Research Interests
- Gandharan art
- Provenance and authenticity studies
- Art crime and antiquities trafficking
- Museum ethics
- Cultural heritage in South Asia
- Artisanship and replica production
- Heritage Diplomacy
- Digital humanities in art history
Education
MA, Government College University Lahore
Bio
I am a third-year doctoral student in Art History at the University of Texas at Austin. My research examines the politics of authenticity, provenance, and circulation in Gandharan art. I focus on how replicas, forgeries, and repatriated objects complicate the boundaries between ancient artifacts and modern productions, shaping both scholarship and museum practice. By tracing Gandharan objects across workshops, collections, and art markets, I highlight the entanglements of artisanship, heritage policy, and global demand. Complementing this focus, my recent co-authored chapter, “Taxila’s Cultural Legacy: Transactions between Ancient Civilisations and Modern Communities in a Gandhara City in Pakistan” (Alternative Economies of Heritage, 2025), examines how Gandhara’s heritage is mobilized within local and national contexts.
Beyond my dissertation, I am committed to heritage advocacy and institution-building. I am the co-founder of the Center for Culture and Development (C2D) and the Gandhara Resource Center Pakistan (GRCP), and have held leadership roles including Co-Chair of Antiquities Action at UT Austin (2023–2025) and Secretary of the Pakistan National Committee of the International Council of Museums (ICOM) (2018–2025), where I currently serve on the Executive Board.

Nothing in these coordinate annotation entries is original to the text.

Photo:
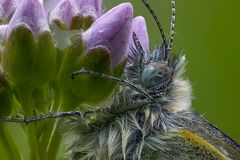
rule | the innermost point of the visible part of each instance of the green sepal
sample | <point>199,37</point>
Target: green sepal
<point>19,54</point>
<point>45,63</point>
<point>6,97</point>
<point>82,22</point>
<point>29,60</point>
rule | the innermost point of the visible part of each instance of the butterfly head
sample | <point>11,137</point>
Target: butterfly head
<point>156,74</point>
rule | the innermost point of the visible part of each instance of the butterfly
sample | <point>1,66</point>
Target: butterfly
<point>149,116</point>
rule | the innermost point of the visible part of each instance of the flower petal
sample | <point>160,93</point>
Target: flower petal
<point>7,8</point>
<point>140,28</point>
<point>3,29</point>
<point>32,14</point>
<point>50,4</point>
<point>112,30</point>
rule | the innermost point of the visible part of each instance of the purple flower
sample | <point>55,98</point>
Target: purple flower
<point>7,8</point>
<point>3,29</point>
<point>31,14</point>
<point>66,10</point>
<point>140,28</point>
<point>111,30</point>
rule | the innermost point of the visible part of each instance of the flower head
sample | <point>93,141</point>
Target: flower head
<point>30,13</point>
<point>7,8</point>
<point>140,28</point>
<point>112,30</point>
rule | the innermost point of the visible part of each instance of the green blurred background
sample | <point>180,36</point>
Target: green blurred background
<point>207,32</point>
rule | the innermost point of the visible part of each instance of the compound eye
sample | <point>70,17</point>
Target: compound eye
<point>156,73</point>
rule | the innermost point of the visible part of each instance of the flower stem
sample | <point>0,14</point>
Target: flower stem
<point>26,92</point>
<point>12,154</point>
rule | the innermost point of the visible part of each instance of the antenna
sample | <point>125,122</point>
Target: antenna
<point>157,21</point>
<point>122,81</point>
<point>172,26</point>
<point>43,117</point>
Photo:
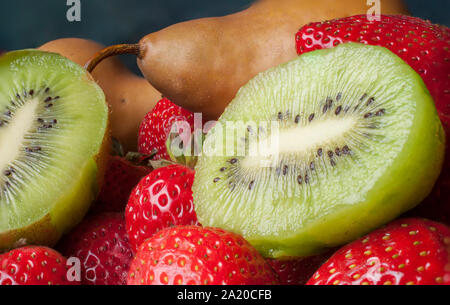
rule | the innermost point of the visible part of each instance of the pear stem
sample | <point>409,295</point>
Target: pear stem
<point>120,49</point>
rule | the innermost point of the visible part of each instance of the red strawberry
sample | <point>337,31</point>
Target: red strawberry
<point>33,266</point>
<point>121,177</point>
<point>102,245</point>
<point>199,256</point>
<point>297,271</point>
<point>157,125</point>
<point>160,200</point>
<point>408,251</point>
<point>424,46</point>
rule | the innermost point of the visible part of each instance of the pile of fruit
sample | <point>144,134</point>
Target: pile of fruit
<point>325,166</point>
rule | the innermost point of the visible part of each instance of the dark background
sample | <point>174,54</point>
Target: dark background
<point>31,23</point>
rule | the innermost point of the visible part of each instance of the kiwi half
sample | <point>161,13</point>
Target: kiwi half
<point>330,146</point>
<point>53,126</point>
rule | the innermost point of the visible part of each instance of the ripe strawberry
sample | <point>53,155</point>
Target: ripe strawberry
<point>33,265</point>
<point>102,245</point>
<point>160,200</point>
<point>157,125</point>
<point>406,252</point>
<point>199,256</point>
<point>425,47</point>
<point>297,271</point>
<point>121,177</point>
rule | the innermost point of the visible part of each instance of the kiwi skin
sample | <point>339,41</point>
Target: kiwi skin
<point>49,230</point>
<point>129,96</point>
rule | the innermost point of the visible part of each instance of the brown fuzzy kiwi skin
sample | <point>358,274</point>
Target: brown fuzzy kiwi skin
<point>129,96</point>
<point>44,232</point>
<point>201,64</point>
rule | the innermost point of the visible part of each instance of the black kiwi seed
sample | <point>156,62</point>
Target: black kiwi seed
<point>278,171</point>
<point>250,187</point>
<point>330,103</point>
<point>346,150</point>
<point>370,101</point>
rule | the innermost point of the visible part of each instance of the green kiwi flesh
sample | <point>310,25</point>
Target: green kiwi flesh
<point>53,125</point>
<point>359,142</point>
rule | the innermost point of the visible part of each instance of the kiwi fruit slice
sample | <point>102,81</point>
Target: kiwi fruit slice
<point>320,150</point>
<point>53,143</point>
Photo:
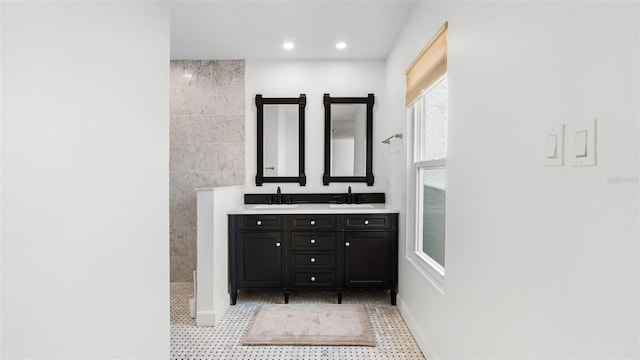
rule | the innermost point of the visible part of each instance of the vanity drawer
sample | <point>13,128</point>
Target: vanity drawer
<point>258,222</point>
<point>313,222</point>
<point>366,222</point>
<point>313,278</point>
<point>313,260</point>
<point>313,241</point>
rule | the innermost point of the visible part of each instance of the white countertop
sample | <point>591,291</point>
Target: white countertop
<point>314,209</point>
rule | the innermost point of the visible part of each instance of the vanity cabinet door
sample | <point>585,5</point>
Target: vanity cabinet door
<point>366,259</point>
<point>259,259</point>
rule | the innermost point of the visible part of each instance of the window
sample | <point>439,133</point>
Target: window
<point>427,103</point>
<point>429,171</point>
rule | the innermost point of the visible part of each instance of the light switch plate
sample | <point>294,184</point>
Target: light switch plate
<point>581,141</point>
<point>554,146</point>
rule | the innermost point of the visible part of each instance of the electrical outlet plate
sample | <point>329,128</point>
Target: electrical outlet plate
<point>581,143</point>
<point>554,146</point>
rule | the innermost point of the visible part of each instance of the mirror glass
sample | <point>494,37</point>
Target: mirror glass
<point>348,139</point>
<point>348,155</point>
<point>280,140</point>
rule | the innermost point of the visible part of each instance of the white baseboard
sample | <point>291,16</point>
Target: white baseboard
<point>205,318</point>
<point>220,310</point>
<point>416,331</point>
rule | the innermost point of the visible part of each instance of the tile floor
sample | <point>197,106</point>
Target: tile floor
<point>189,342</point>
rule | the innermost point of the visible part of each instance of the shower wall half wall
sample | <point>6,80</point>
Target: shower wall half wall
<point>207,145</point>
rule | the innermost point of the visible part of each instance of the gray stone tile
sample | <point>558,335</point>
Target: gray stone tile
<point>178,129</point>
<point>201,72</point>
<point>182,157</point>
<point>179,240</point>
<point>179,73</point>
<point>192,245</point>
<point>230,101</point>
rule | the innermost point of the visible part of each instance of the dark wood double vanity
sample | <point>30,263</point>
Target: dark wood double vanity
<point>329,251</point>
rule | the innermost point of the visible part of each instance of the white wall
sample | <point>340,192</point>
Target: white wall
<point>85,186</point>
<point>314,78</point>
<point>541,262</point>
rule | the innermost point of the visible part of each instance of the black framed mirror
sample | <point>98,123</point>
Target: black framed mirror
<point>280,140</point>
<point>348,133</point>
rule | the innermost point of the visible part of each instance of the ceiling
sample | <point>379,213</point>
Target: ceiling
<point>246,29</point>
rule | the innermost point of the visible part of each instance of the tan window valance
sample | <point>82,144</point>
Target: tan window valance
<point>429,66</point>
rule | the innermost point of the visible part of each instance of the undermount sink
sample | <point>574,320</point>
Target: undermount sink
<point>351,206</point>
<point>276,206</point>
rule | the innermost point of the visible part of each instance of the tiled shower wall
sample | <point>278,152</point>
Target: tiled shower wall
<point>207,145</point>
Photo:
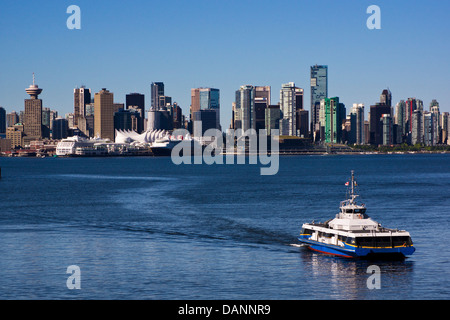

My work has been supported by fellowships including the 2025 Summer Institute in Technical Studies in Art (SITSA) at the Harvard Art Museums, the MACS-CONNECT Digital Humanities Fellowship, and the URAP Digital Humanities Fellowship. These experiences inform my interdisciplinary approach, combining art historical analysis with digital methods, provenance research, and cultural heritage studies. In addition, I bring proficiency in six languages, which enables me to work with a wide range of archival, epigraphic, and textual sources.